Firmen-Lieferwagen

Lieferwagen VWGNijhof

Wenn ein Fahrzeug einem Unternehmer oder Arbeitnehmer (auch) für private Zwecke zur Verfügung steht, muss ein Zuschlag zum Gewinn oder zum Arbeitsentgelt hinzugerechnet werden. Allein die Möglichkeit der privaten Nutzung reicht hierfür bereits aus.

Zuschlag

Dieser Zuschlag beträgt im Jahr 2017: 22% des Katalogwerts des Autos (bei einem vollelektrischen Auto: 4% über den Katalogwert bis zu 50.000 €).
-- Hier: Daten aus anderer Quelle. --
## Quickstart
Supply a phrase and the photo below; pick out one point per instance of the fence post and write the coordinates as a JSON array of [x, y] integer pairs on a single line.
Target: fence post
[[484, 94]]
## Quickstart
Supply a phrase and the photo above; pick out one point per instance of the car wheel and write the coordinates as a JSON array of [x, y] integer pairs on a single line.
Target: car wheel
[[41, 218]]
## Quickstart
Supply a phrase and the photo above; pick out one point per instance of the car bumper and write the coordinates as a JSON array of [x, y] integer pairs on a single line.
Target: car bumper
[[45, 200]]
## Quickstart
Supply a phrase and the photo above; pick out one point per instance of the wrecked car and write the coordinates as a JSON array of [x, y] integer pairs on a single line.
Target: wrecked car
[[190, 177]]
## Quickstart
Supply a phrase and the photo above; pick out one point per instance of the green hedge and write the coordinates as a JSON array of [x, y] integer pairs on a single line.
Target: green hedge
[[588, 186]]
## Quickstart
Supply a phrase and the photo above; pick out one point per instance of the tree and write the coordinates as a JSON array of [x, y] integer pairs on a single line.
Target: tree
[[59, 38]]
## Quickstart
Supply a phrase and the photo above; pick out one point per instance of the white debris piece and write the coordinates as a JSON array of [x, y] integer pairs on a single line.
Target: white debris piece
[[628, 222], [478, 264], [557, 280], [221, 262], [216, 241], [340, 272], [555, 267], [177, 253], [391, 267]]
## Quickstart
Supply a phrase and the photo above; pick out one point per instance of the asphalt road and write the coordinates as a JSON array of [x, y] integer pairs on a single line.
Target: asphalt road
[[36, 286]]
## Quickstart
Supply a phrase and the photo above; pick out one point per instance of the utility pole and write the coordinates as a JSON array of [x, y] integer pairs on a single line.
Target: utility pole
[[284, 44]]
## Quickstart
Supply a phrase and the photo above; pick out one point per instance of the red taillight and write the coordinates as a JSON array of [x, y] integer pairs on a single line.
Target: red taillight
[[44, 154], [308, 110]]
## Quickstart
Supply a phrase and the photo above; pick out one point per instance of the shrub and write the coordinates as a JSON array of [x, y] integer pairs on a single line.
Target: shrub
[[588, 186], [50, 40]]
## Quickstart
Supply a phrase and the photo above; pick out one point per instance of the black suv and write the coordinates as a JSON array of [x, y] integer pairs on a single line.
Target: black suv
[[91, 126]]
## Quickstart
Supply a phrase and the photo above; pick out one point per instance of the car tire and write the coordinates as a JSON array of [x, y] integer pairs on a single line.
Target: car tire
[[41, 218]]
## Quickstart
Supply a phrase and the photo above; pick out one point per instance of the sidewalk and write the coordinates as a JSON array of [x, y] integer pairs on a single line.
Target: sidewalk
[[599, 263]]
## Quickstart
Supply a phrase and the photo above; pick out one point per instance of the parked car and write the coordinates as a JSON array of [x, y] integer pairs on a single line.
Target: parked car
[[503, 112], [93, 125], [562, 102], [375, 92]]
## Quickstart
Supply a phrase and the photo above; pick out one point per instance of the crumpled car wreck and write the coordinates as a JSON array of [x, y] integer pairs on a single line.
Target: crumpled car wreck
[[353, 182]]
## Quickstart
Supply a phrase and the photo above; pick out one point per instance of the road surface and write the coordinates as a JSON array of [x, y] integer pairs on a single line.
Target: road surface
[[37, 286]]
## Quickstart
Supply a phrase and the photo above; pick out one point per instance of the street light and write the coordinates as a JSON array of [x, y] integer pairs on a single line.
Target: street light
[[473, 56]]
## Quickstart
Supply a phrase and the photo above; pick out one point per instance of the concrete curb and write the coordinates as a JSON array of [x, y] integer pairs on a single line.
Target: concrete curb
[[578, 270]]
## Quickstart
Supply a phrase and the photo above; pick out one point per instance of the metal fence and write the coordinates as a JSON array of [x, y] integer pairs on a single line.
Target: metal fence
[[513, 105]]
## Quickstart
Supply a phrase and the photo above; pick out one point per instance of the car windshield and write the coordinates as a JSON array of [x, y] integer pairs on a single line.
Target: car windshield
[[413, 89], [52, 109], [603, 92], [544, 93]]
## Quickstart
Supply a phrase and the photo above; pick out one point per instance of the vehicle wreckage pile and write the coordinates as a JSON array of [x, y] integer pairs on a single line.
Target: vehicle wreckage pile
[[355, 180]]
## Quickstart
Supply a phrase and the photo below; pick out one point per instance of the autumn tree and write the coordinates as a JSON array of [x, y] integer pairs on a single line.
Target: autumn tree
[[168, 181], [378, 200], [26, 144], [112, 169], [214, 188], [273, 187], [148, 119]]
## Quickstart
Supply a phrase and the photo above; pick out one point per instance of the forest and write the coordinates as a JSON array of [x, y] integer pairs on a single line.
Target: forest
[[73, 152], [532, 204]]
Für Fahrzeuge, die vor 2017 zugelassen wurden, gelten aufgrund einer Übergangsregelung andere Zuschlagssätze (unten finden Sie den Verweis auf unseren Artikel zu dieser Übergangsregelung).

Von dem Zuschlag kann der Eigenbeitrag abgezogen werden, den der Arbeitnehmer für die private Nutzung des Fahrzeugs zahlt.

Die Zurechnung entfällt, wenn in einem Kalenderjahr mit Firmenwagen weniger als 501 Kilometer privat zurückgelegt wurden. Dies muss anhand einer lückenlosen Kilometeraufstellung nachgewiesen werden.

Flexiblere Regelungen

Der Zuschlag für die private Nutzung eines Lieferwagens entspricht dem für einen Pkw. Für Lieferwagen gelten jedoch einige gelockerte Regelungen. So muss kein Zuschlag berechnet werden:

  • für den Lieferwagen, der aufgrund seiner Art oder Ausstattung (nahezu) ausschließlich geeignet für Güterbeförderung;
  • bei fortlaufend abwechselnd verwendet Lieferwagen (allerdings mit einer Pauschalabgabe von 300 € pro Jahr);
  • wenn der Arbeitgeber einen Verbot der privaten Nutzung auferlegt (mit Kontrolle und Durchsetzung durch den Arbeitgeber);
  • wenn ein Erklärung ausschließlich geschäftlicher Art Die Nutzung des Lieferwagens wird gemeldet (nur bei 0 privaten Kilometern und mit entsprechender Belegung in der Buchhaltung des Arbeitgebers).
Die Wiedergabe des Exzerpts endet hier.